Sontag’ın eserlerindeki yalın ama vurucu, sorgulayıcı ve kışkırtıcı tarz, bu kez kendi hayatına ve anlam dünyasına yöneltilen sorulara verdiği cevaplarda belirginleşerek, okura bilincin kapılarını aralıyor.
Felsefeden sanata, siyasetten edebiyata ve tarihe dek büyük bir hevesle değindiği konu başlıkları, onun duru anlatımında berraklaşıp, verili ikilikleri reddeden; akademik olanla gündelik olanı bir arada değerlendiren bakış açısı sayesinde hayata içkin tartışmalar haline geliyor.

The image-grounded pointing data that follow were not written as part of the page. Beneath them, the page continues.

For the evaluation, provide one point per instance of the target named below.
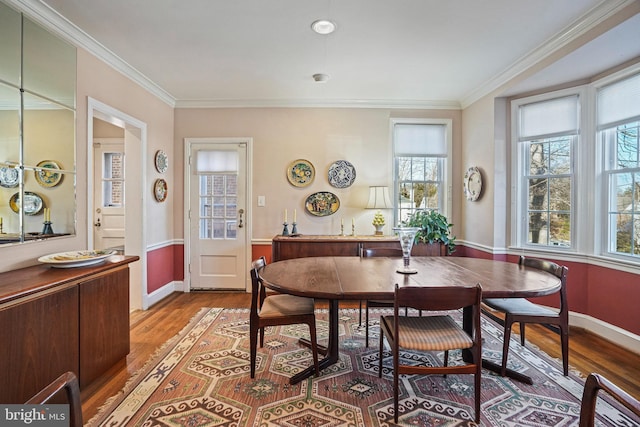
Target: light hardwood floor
(153, 327)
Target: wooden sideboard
(54, 320)
(302, 246)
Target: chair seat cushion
(286, 305)
(519, 306)
(429, 333)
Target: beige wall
(319, 135)
(101, 82)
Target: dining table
(339, 278)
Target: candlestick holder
(47, 229)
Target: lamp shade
(379, 198)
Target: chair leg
(314, 346)
(564, 341)
(505, 345)
(478, 389)
(396, 391)
(380, 352)
(366, 325)
(253, 343)
(445, 362)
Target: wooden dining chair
(592, 386)
(67, 382)
(376, 252)
(433, 332)
(275, 310)
(523, 311)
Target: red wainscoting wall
(603, 293)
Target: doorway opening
(135, 142)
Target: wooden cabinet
(39, 342)
(104, 323)
(286, 247)
(54, 320)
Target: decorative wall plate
(33, 203)
(160, 190)
(48, 178)
(301, 173)
(342, 174)
(9, 177)
(472, 183)
(322, 203)
(162, 161)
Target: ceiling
(409, 53)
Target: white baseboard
(159, 294)
(610, 332)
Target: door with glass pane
(217, 216)
(109, 186)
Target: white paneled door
(109, 187)
(217, 217)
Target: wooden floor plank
(152, 328)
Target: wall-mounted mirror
(37, 131)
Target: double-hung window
(546, 138)
(618, 121)
(422, 156)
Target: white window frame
(447, 173)
(602, 227)
(580, 157)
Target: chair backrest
(560, 271)
(434, 298)
(442, 298)
(258, 292)
(69, 383)
(390, 252)
(595, 383)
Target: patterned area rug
(201, 378)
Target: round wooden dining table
(361, 278)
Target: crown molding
(319, 103)
(62, 27)
(597, 15)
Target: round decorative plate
(48, 177)
(32, 206)
(322, 203)
(162, 161)
(76, 258)
(9, 177)
(160, 190)
(472, 183)
(341, 174)
(301, 173)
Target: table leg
(467, 356)
(331, 353)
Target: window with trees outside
(546, 136)
(422, 154)
(618, 121)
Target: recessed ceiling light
(320, 78)
(323, 26)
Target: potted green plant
(434, 229)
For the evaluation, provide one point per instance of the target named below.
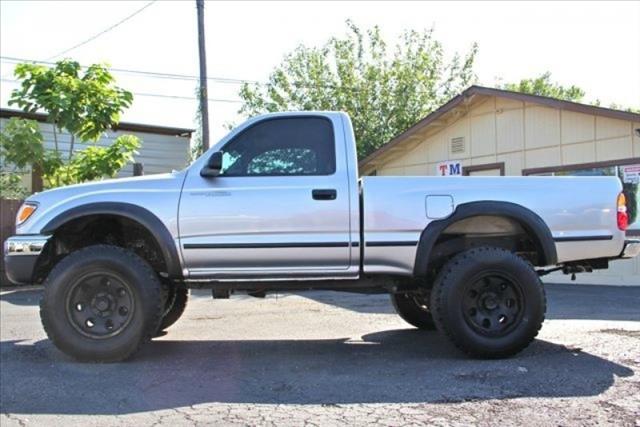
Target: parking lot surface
(328, 358)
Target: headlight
(24, 213)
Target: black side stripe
(266, 245)
(401, 243)
(581, 238)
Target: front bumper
(20, 256)
(631, 248)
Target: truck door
(280, 204)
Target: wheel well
(95, 229)
(486, 230)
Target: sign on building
(449, 168)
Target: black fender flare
(530, 221)
(130, 211)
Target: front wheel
(489, 302)
(175, 304)
(101, 303)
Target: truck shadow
(563, 302)
(403, 366)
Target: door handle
(324, 194)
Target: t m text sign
(448, 168)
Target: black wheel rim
(100, 305)
(493, 304)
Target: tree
(384, 92)
(543, 86)
(21, 146)
(84, 103)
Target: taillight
(623, 216)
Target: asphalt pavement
(329, 358)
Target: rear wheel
(413, 309)
(489, 302)
(101, 303)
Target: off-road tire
(453, 292)
(144, 293)
(175, 305)
(414, 310)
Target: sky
(594, 45)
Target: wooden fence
(8, 211)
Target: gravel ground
(328, 358)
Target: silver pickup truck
(278, 205)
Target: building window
(627, 170)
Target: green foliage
(97, 162)
(385, 91)
(11, 186)
(84, 104)
(21, 143)
(543, 86)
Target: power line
(159, 95)
(14, 60)
(90, 39)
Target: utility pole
(204, 94)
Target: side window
(280, 147)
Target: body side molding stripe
(266, 245)
(582, 238)
(399, 243)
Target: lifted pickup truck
(278, 205)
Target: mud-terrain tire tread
(446, 279)
(151, 283)
(177, 308)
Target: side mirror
(213, 167)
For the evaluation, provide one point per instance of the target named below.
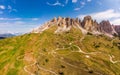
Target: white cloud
(89, 0)
(1, 12)
(108, 14)
(98, 2)
(10, 19)
(55, 4)
(66, 1)
(77, 9)
(74, 1)
(116, 21)
(35, 19)
(2, 7)
(82, 3)
(11, 9)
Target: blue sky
(24, 15)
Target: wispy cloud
(66, 2)
(8, 19)
(74, 1)
(110, 14)
(116, 21)
(57, 3)
(1, 12)
(89, 0)
(76, 9)
(82, 3)
(11, 9)
(2, 7)
(35, 19)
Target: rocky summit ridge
(87, 25)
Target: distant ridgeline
(87, 25)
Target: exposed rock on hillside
(87, 25)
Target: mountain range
(63, 46)
(86, 25)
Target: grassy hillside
(68, 53)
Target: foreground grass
(63, 61)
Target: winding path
(111, 59)
(25, 68)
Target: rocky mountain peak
(86, 25)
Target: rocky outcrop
(117, 29)
(106, 27)
(86, 25)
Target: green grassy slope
(59, 54)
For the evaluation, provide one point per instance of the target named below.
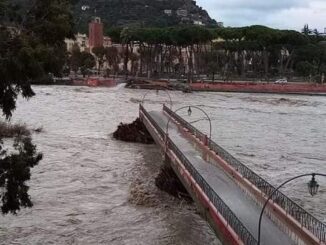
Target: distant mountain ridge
(155, 13)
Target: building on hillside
(182, 12)
(81, 40)
(168, 12)
(96, 33)
(107, 42)
(198, 23)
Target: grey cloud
(285, 14)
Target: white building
(81, 40)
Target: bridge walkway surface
(242, 205)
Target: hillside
(159, 13)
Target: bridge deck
(242, 206)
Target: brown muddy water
(91, 189)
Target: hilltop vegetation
(149, 13)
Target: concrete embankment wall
(288, 88)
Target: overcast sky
(284, 14)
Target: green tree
(31, 46)
(86, 63)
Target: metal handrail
(218, 203)
(306, 219)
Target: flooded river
(91, 189)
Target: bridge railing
(218, 203)
(306, 219)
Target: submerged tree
(31, 46)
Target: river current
(92, 189)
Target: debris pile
(135, 132)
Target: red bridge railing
(307, 220)
(246, 237)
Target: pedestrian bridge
(228, 194)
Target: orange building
(96, 33)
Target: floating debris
(135, 132)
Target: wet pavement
(225, 187)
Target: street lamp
(157, 92)
(189, 114)
(312, 188)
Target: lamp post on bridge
(157, 92)
(312, 188)
(189, 113)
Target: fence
(306, 219)
(218, 203)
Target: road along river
(91, 189)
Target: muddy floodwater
(92, 189)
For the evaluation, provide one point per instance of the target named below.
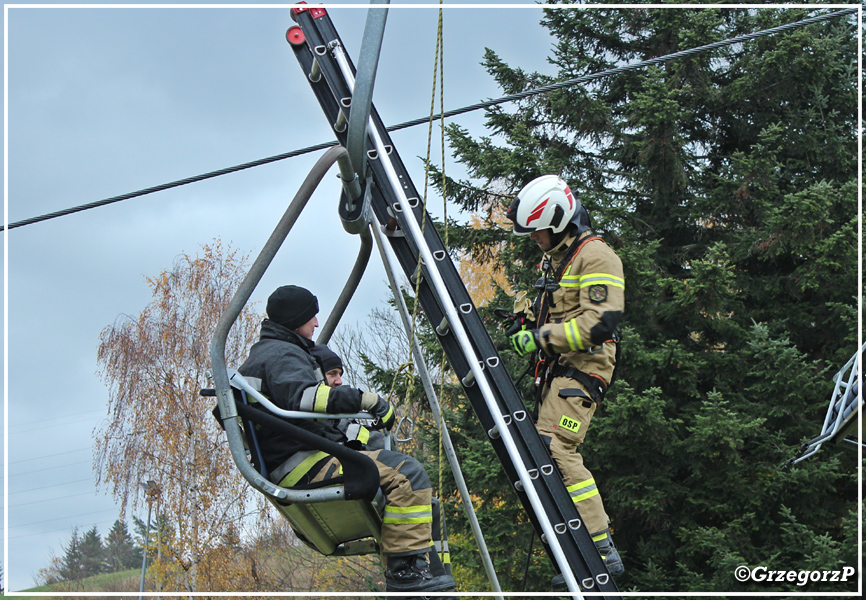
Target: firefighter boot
(611, 557)
(412, 574)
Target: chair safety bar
(238, 381)
(225, 398)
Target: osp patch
(597, 293)
(570, 424)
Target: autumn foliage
(160, 429)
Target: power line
(446, 114)
(52, 486)
(15, 462)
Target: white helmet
(546, 202)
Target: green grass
(122, 581)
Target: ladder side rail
(399, 179)
(401, 184)
(510, 399)
(834, 416)
(433, 400)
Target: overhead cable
(446, 114)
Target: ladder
(389, 201)
(841, 418)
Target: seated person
(282, 366)
(332, 367)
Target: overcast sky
(104, 101)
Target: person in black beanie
(281, 363)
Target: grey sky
(104, 101)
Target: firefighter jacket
(281, 366)
(585, 310)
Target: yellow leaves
(158, 427)
(482, 277)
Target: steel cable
(446, 114)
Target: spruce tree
(70, 569)
(120, 550)
(726, 182)
(92, 553)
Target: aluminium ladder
(389, 200)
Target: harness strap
(569, 257)
(595, 384)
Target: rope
(444, 114)
(417, 305)
(440, 57)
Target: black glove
(384, 413)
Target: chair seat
(332, 527)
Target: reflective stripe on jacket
(586, 308)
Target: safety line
(451, 113)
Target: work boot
(412, 574)
(610, 556)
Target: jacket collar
(558, 252)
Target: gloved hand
(384, 413)
(525, 341)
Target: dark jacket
(281, 366)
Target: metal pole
(144, 551)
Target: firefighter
(573, 327)
(282, 366)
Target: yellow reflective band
(572, 335)
(602, 278)
(585, 496)
(580, 485)
(408, 514)
(295, 474)
(363, 435)
(570, 424)
(322, 393)
(589, 485)
(408, 509)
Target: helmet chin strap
(556, 238)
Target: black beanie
(292, 306)
(327, 358)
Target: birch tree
(159, 429)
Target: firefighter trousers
(565, 413)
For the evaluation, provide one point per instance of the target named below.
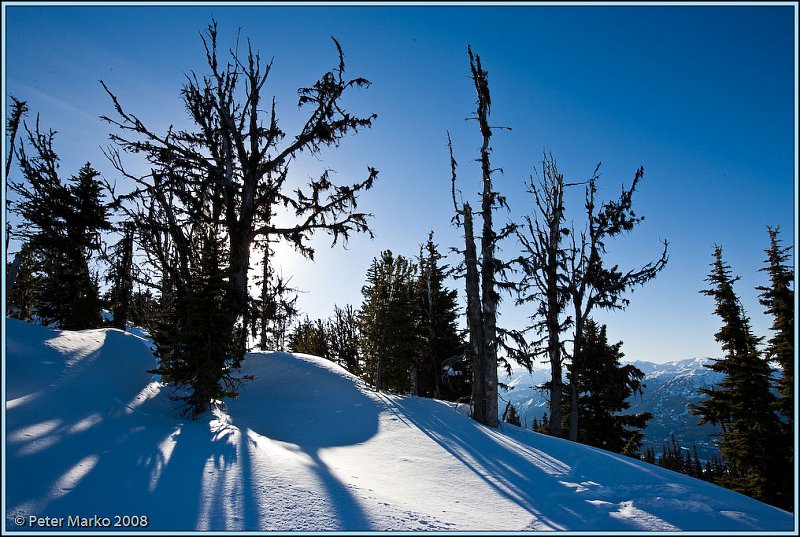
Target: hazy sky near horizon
(701, 96)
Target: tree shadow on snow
(294, 408)
(533, 479)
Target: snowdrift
(91, 438)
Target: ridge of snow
(309, 447)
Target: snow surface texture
(308, 447)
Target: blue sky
(701, 96)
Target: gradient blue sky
(701, 96)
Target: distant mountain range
(669, 389)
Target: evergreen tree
(484, 272)
(121, 277)
(343, 338)
(389, 323)
(62, 223)
(143, 310)
(204, 355)
(309, 337)
(604, 387)
(439, 341)
(18, 110)
(23, 297)
(778, 299)
(230, 170)
(276, 306)
(743, 405)
(511, 416)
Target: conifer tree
(204, 356)
(604, 386)
(310, 337)
(389, 323)
(121, 277)
(483, 271)
(343, 338)
(62, 222)
(778, 299)
(276, 306)
(18, 110)
(437, 307)
(23, 296)
(743, 404)
(511, 416)
(230, 170)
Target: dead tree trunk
(489, 294)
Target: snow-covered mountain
(669, 389)
(92, 439)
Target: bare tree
(592, 283)
(558, 273)
(231, 172)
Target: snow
(308, 447)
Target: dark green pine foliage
(778, 298)
(343, 337)
(144, 308)
(743, 404)
(442, 367)
(63, 222)
(310, 337)
(200, 358)
(604, 387)
(389, 324)
(511, 416)
(22, 297)
(121, 278)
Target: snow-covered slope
(668, 390)
(308, 447)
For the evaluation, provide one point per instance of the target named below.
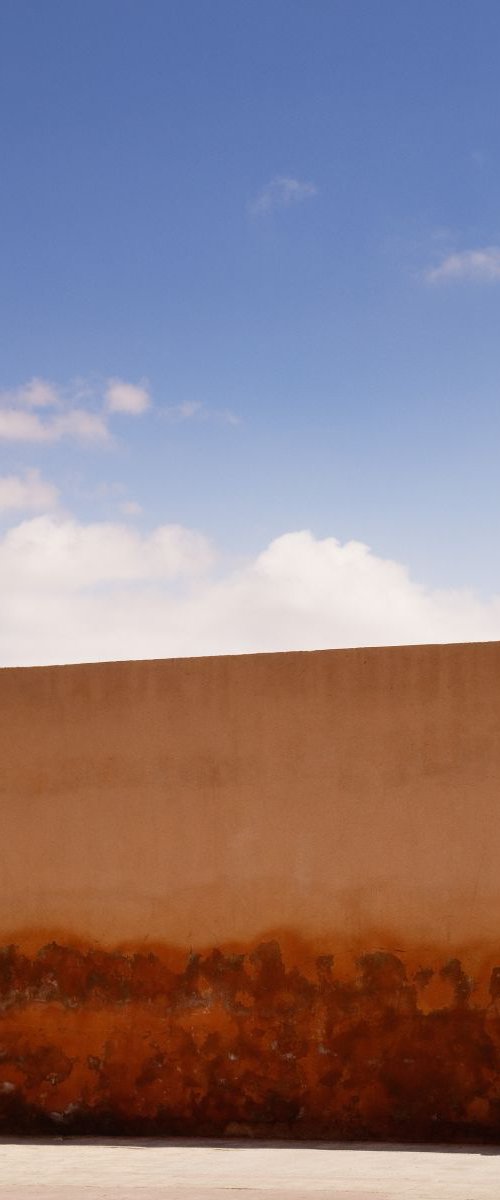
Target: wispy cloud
(127, 397)
(42, 412)
(28, 491)
(78, 424)
(480, 265)
(282, 192)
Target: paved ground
(182, 1170)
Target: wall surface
(253, 895)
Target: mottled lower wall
(253, 895)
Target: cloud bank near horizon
(104, 591)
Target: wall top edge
(414, 648)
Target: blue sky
(281, 221)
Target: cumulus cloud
(282, 192)
(127, 397)
(79, 592)
(26, 491)
(468, 267)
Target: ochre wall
(253, 895)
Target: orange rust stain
(250, 1041)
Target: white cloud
(36, 394)
(127, 397)
(130, 508)
(41, 412)
(468, 265)
(73, 592)
(19, 426)
(282, 192)
(26, 491)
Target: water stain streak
(240, 1043)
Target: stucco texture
(253, 895)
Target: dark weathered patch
(240, 1043)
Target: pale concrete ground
(186, 1170)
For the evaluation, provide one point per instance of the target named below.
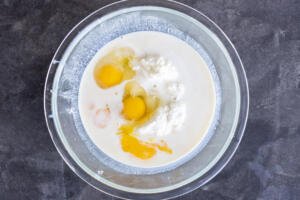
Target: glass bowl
(79, 47)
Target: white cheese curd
(168, 68)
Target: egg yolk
(114, 68)
(138, 106)
(133, 108)
(108, 76)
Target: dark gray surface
(266, 33)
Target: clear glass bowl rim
(242, 79)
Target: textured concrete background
(267, 36)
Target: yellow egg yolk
(114, 68)
(108, 76)
(138, 108)
(133, 108)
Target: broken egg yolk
(133, 108)
(138, 108)
(114, 68)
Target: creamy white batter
(197, 101)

“Tutkulu bir estetik düşkününün” , “takıntılı bir ahlakçının”, “köklerine dönmek istemeyen” bir entelektüelin hem kendi sınırlarını zorladığı hem de okurun kendi sınırlarıyla yüzleşmesini sağladığı bu söyleşi, Sontag’ın eleştirel dehasının beslendiği tüm kanallarda sarsıcı bir yolculuk vaat ediyor.
Susan Sontag
Susan Sontag’ın Rolling Stone Dergisi’nin kurucu editörü Jonathan Coot’la 1978 yılında gerçekleştirdiği mülakatı içeren kitap, aslında bugün de güncelliğini koruyan sorulardan oluşuyor.
Sontag bu sorulara içtenlikle, sorgulayıcı ama kışkırtıcı bir biçimde yanıt vermiş. Doğrudan hayatına ve hastalığına yöneltilen sorulara verdiği yanıtlarında da yepyeni bakış açıları oluşturuyor.
Sontag akademik olanla gündelik olanı bir arada değerlendirdiği yanıtları, pek çok tartışmayı da beraberinde taşıyor.